In response to Boston’s commitment to becoming a carbon-neutral city by 2050, it is now more important than ever that we utilize the resources we have on hand. Deep energy retrofits and adaptive reuse of existing buildings provide incredible opportunity for reduced embodied carbon while simultaneously supporting community values and historic preservation. Through the Matter & Opinion: Existing Buildings web series, architects and clients share successful experiences leading complex renovation projects. HMFHers will discuss how existing schools that no longer serve their purpose can be renovated into forward-thinking, sustainable educational facilities.
Bristol County Agricultural High School: Gilbert Hall
Firm sustainability leader and Associate Suni Dillard will be joined by Adele Sands, the Director and Superintendent at Bristol Aggie, to elaborate on the steps taken to improve operational energy performance in the renovation of Gilbert Hall.
Gilbert Hall is a 69,000 sf academic hall at the heart of the new and updated Bristol County Agricultural High School campus, renovated to accommodate Bristol Aggie’s arboriculture program, a design lab and an indoor climbing lab. The existing Gilbert Hall structure, while not suited for the future educational needs of the school, provided lots of potential. With large windows to let in natural light, quality concrete and masonry able to be repurposed to save on embodied carbon and a historic and symbolic significance among the Bristol Aggie community, Gilbert Hall was ideal candidate for a gut renovation.
Cambridge Rindge and Latin School
An expert in energy-efficient design and an Associate at HMFH, Gary Brock will discuss in depth the unique elements of this complex renovation that contributed to the overall performance of the finished building.
The redesign of Cambridge’s 400,000 sf, multi-building high school was initially launched to address a failing roof and inefficient mechanical systems, however, the city and HMFH saw the potential to also improve the buildings performance and quality to reinforce the city’s interest in sustainability and commitment to its public schools.
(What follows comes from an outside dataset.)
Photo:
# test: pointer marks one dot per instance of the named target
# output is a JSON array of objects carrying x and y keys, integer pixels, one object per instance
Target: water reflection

The comprehensive phased renovation of the Cambridge Rindge and Latin School was designed and constructed with sustainability in mind; energy efficient systems resulted in a net an energy savings of 2.5 million lbs. of CO2 per year and 95% of all construction waste was diverted from landfills.
Bridge Boston Charter School
Senior Associate James Liebman will be joined by the Bridge Boston Board of Trustees President Beth Kressley-Goldstein to discuss the various challenges that present themselves in a complex renovation project and the creative design solutions achieved as a result.
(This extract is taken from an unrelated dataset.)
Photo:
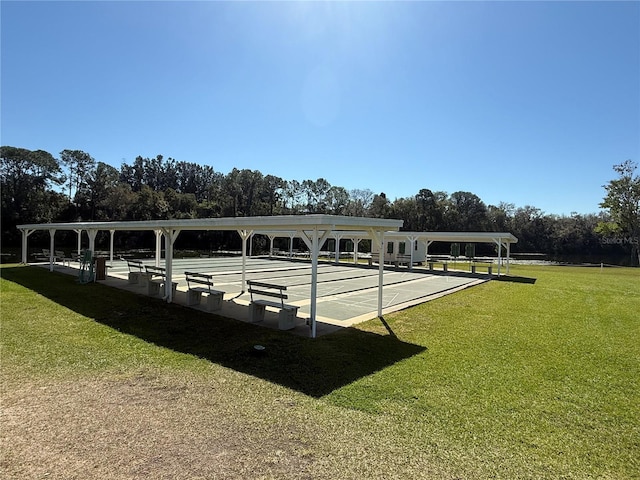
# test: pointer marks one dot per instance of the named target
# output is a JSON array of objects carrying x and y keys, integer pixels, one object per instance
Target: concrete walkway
[{"x": 347, "y": 293}]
To create a permanent home for Bridge Boston Charter School that ties place to mission, HMFH transformed a former bunker-like community health center into a safe, welcoming environment that nurtures the whole child. Numerous advantages including an unoccupied site and an existing building that holds value within the community contributed toward the decision to renovate rather than build a new facility for the charter school.